The unofficial host of MerleFest, Jim Lauderdale is always between albums. The North Carolina native’s show at the Hillside Stage in blistering heat, harked back to last year’s This Changes Everything, his paean to the golden Western swing sound, but then quickly shifted into his Otis Redding guise for a sweet set of rhythm and blues. He sampled his midnight-drenched Soul Searching album of 2015 and then previewed his upcoming London Southern release, recorded in Great Britain, which again finds him chasing the ghost of Redding. Nobody except the Lauderdale band could pour steel-guitar licks into the blues and come out shining. But in a minute, he disappeared, making way for the Waybacks and their popular album hour.
The magic of the Waybacks’ annual set is the mystery. One of the most anticipated performances of the festival, the California-based band presents a classic album every year. Only nobody knows in advance which one. Speculation overtakes social media and lawn chair conversations around the festival.

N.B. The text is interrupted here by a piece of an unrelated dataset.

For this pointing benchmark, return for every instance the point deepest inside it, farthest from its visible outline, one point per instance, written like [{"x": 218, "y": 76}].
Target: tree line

What will the album be? Turns out MerleFest isn’t the only birthday boy. The Beatles’ Sgt. Pepper’s Lonely Hearts Club Band turns 50 this year and, with the help of Sam Bush, Lauderdale and banjoist Jens Kruger, the Waybacks delivered an inventive tribute studded with sounds that spanned the psychedelic era.
As it should have, the festival ended as it began. The Avett Brothers returned unannounced from their opening night spectacular to accompany their father Jim’s humble presentation of old-time hymns in a closing day gospel session. Kicking off the Creekside Stage set on his own, Dad churned out “The Old Rugged Cross” and “Precious Lord, Take My Hand.” But fans soon squirmed when they caught sight of Avett brothers Scott and Seth bobbing in the grass behind the stage. Whispers flew around the grassy amphitheater and necks craned, and then the boys with bassist Bob Crawford performed more gospel in a family tradition that brought to mind North Carolina’s Johnson Family Singers of yore. With “In the Garden,” the Avetts were gone and MerleFest approached its close.